|Laboratory:||Clinical Biochemistry (HSC ONLY - AUTO)|
MACROPROLACTIN - (S)
Test Code: MPLH
Alternate Name(s): Monomeric prolactin
Test Indications: Current Prolactin method is very specific for biologically active monomeric prolactin and macroprolactin investigations are rarely required. Contact Clinical Biochemist to discuss the need for investigations.
Note: Stress during blood collection, many commonly used drugs (see more info below), including oral contraceptives, may cause hyperprolactinemia. Conditions such as kidney disease, primary hypothyroidism, adrenal insufficiency and PCOS have been implicated in increased levels of prolactin. Prolactin can be elevated in a number of physiological states: pregnancy, breast feeding, exercise, sleep, and foods high in proteins.
Macroprolactin investigation should only be requested on samples with elevated prolactin in asymptomatic patients.
Patient preparation instructions: Multivitamins (45–125 µg biotin) or biotin-only supplements up to 1 mg per day do not interfere with this test. Samples should not be taken from patients receiving therapy with high biotin doses (i.e. >5 mg/day) until at least 8 hours after the last dose.
Serum: 1.0 mL
Collection Information: Preferred sample collection is 3-4 hours after waking (e.g. physiological peak), but any time of collection is acceptable.
Avoid stress during blood collection.
Special Processing: Aliquot serum into two tubes (1.0 mL each).
Ambient: 24 hours
Refrigerated: 7 days
Frozen: 3 months
Shipping & Storage: Store and ship frozen. Send two aliquot tubes (1.0 mL each).

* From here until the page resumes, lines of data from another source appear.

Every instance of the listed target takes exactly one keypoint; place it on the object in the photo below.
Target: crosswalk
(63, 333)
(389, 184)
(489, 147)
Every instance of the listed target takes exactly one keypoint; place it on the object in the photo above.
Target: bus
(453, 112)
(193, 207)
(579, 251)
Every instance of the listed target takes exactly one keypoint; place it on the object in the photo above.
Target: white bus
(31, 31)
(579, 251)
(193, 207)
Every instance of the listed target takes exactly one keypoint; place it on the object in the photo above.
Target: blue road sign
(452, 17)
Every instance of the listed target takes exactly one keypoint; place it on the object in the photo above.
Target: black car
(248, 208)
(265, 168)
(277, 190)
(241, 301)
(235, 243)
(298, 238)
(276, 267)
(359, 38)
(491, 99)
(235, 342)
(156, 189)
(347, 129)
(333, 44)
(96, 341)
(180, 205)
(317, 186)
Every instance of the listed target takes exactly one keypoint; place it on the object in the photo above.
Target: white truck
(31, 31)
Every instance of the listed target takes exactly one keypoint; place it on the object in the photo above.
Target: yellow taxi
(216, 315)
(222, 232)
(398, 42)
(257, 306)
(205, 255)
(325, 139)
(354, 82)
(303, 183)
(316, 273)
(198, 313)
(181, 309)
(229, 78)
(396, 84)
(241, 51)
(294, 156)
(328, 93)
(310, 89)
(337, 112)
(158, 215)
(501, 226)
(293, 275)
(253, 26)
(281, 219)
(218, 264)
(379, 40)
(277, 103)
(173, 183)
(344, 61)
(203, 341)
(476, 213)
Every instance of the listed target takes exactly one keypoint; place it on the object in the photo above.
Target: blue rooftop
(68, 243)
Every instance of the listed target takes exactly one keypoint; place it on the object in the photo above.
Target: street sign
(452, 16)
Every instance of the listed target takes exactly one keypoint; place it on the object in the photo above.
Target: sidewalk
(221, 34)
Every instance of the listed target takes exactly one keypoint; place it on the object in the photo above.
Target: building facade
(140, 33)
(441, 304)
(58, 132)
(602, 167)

Referred Out Location: Send specimen to Health Sciences Centre - MS5 for investigation by Clinical Biochemist
Approximately 0-40% of monomeric prolactin is coprecipitated with PEG.
Method of Analysis: Polyethylene glycol (PEG) precipitation pre-treatment, electrochemiluminescence immunoassay (Roche)
By Prior Arrangement Only
Interpretation & Assay Interferences: Presence of macroprolactin does not exclude possibility of pituitary adenoma. Results should be interpreted in the context of clinical findings.
Drugs and medications are the most common cause of non-tumoral hyperprolactinemia. For example, oral contraceptive pill, anesthetics, antihypertensives, antihistamines (H2), anticonvulsants, antidepressants, cholinergic agonists, dopamine receptor blockers, dopamine synthesis inhibitors, etc. The neuroleptics and anti-psychotic drugs can also cause hyperprolactinemia (e.g. 50-100% of patients on respiradone).